Two weeks ago against the Vikings, Foreman made his first start as a Bear and Evans appeared in his first game this season. Together, they rushed for 97 yards on 24 carries, helping the Bears tally 162 yards.
The established relationship between Foreman and Evans allowed for seamless transitions on offense for both players throughout their first game back. Bears fullback Khari Blasingame, who also spent time with Evans and Foreman in Tennessee, said that bond "helps a lot" on the field and shows up in the pair's complementary run styles.
"When you talk about D'Onta, he's physical, he's bigger than people think, so it takes a lot to get him to the ground," Blasingame said. "Darrynton, he's that burst of explosiveness. He's also hard to bring down. They both run super hard, so I would say [they complement each other]."
Foreman and Evans were back at it last Sunday during the Bears' Week 7 victory over the Raiders at Soldier Field. While the biggest offensive storyline was Foreman's three-touchdown performance, the Bears' run game was fueled by both backs, ultimately producing 173 yards on the ground.
Foreman said it was "a great feeling" having Evans – who he describes as a "really selfless person" — by his side during his career performance.
Foreman and Evans' consistency over the last two weeks isn't a surprise to either player. The pair believes their chemistry as teammates and friends allows them to communicate well and root for each other's successes.

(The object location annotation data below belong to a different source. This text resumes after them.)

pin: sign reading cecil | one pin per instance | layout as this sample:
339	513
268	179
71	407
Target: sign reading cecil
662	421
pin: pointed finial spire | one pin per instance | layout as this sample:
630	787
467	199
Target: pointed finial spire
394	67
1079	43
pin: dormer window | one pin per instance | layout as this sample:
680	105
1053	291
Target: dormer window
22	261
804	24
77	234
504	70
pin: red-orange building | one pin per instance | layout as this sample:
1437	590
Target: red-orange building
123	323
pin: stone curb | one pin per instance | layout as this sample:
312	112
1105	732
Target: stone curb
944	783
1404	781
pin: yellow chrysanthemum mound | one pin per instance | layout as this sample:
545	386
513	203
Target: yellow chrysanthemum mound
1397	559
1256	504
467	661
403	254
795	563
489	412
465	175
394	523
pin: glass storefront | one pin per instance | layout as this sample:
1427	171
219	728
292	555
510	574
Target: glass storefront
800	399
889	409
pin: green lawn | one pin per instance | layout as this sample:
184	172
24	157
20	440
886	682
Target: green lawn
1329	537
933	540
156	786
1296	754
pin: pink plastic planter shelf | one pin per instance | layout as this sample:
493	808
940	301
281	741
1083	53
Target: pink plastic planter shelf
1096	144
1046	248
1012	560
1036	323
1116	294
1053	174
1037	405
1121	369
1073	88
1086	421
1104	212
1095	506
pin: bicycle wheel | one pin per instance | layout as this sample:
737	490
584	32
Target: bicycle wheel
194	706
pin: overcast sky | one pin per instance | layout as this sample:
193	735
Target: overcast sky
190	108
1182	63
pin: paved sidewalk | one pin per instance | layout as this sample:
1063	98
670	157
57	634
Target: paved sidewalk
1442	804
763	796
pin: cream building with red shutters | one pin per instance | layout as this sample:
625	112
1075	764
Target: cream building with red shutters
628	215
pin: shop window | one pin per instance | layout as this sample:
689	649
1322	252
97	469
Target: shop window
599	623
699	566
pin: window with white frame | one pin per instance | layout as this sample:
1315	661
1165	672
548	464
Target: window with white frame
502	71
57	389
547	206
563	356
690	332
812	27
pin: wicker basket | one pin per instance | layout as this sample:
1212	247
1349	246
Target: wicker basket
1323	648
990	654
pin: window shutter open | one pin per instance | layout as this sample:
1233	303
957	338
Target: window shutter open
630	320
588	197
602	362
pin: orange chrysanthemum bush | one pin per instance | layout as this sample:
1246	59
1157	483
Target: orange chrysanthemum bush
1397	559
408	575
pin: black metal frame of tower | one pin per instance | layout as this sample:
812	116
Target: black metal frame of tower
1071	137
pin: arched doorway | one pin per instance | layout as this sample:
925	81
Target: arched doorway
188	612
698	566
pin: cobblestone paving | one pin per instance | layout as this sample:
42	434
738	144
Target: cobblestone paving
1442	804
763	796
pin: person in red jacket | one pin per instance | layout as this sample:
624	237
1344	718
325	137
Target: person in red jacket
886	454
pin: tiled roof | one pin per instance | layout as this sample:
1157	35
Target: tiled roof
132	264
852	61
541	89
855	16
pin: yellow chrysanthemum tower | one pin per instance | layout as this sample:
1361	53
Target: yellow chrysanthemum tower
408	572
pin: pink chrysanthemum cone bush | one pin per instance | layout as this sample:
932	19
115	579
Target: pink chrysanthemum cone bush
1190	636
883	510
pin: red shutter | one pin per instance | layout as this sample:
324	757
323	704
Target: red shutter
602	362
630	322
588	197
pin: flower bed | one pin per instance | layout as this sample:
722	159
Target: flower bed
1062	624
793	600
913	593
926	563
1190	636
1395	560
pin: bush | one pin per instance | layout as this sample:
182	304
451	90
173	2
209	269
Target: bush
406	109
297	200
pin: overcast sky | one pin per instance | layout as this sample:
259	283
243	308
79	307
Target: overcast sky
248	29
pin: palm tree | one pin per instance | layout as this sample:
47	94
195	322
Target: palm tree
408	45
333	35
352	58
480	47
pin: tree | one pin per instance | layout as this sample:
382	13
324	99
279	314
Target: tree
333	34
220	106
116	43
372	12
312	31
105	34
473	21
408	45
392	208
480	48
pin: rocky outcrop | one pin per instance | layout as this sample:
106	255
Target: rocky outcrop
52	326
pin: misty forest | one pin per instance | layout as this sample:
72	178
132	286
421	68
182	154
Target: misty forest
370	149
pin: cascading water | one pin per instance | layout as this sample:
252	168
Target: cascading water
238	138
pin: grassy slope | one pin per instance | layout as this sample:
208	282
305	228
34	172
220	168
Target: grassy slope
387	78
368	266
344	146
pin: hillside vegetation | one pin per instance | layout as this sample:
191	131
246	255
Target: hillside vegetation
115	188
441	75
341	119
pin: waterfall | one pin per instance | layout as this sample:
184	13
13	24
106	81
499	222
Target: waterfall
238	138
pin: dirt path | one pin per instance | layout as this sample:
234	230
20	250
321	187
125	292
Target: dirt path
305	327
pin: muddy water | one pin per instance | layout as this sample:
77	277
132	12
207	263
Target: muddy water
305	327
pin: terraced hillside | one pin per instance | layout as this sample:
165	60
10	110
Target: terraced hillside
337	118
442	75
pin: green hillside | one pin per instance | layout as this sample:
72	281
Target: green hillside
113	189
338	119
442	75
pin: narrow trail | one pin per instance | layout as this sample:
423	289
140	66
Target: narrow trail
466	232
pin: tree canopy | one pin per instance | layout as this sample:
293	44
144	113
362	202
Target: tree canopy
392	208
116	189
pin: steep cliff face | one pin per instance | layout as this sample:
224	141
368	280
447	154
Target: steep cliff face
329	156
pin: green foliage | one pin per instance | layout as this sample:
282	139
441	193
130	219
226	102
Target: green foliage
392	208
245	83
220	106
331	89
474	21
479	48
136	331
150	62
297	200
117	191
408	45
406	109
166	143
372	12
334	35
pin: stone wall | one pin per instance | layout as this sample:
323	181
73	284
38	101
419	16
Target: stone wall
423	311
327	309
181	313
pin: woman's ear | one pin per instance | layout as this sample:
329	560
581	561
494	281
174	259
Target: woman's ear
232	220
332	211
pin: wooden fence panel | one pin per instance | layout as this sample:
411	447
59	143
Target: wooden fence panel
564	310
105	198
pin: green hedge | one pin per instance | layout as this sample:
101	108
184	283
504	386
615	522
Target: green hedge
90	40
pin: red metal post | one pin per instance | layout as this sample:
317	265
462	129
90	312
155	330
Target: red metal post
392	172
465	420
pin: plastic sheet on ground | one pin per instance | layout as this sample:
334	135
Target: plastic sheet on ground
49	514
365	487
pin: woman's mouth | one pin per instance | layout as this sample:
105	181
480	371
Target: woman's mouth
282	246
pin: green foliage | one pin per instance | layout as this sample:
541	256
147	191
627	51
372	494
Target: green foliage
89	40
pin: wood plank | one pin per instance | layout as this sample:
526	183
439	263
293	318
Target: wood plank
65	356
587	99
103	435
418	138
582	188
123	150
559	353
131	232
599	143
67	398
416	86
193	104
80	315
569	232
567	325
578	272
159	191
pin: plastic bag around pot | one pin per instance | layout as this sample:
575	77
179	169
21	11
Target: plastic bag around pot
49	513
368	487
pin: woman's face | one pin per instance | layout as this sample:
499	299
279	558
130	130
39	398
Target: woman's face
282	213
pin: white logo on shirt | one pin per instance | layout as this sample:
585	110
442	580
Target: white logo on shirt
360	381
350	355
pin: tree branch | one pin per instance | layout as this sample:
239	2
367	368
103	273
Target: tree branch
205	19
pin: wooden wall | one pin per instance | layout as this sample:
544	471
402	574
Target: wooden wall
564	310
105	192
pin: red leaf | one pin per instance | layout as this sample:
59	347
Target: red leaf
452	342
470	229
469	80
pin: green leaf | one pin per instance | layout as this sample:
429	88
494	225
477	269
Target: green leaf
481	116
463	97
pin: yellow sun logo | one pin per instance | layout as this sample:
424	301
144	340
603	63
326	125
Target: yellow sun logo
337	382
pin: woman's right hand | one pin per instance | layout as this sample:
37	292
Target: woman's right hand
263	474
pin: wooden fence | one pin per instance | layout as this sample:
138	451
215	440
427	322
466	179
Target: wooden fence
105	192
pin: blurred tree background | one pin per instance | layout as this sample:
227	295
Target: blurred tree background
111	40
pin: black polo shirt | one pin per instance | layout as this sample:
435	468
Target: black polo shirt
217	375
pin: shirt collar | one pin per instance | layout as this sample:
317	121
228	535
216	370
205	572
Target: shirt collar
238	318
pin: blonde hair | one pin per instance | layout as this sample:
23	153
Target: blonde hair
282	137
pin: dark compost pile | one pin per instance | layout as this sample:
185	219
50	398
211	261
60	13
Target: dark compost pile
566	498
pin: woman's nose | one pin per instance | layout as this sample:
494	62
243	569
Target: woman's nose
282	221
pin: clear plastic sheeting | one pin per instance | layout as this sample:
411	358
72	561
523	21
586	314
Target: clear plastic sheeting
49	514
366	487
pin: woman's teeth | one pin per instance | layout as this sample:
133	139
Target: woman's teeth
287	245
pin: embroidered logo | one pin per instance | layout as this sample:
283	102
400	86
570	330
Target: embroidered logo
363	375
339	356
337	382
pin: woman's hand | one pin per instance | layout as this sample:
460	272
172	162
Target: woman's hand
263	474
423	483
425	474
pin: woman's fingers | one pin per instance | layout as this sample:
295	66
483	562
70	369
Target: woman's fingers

"I think one thing it's always been is always wanting to see everyone in the room succeed," Evans said. "That's just kind of how it's always been since I first met him. So once he's in the game, it's, 'hey, go make a play,' On the way out, "OK, I'm about to go match that.' Throughout the game, you see a play and I'm like, 'bro, you could've scored on this one if you would've did this.' I come to the sideline, he's like, 'next time, try this.'"
While both Foreman and Evans have dealt with the waiting game several times throughout their careers, they've learned how important it is to appreciate the game and make the most of each chance they get.
"I think it's a testament to our hard work and just us wanting to dominate when we get our opportunities," Foreman said. "He's battled injuries, I've battled injuries. I've been through trials and tribulations. He's been through trials and tribulations. So I think just being able to get those opportunities, we just want to cherish them as much as we can and be as productive as possible."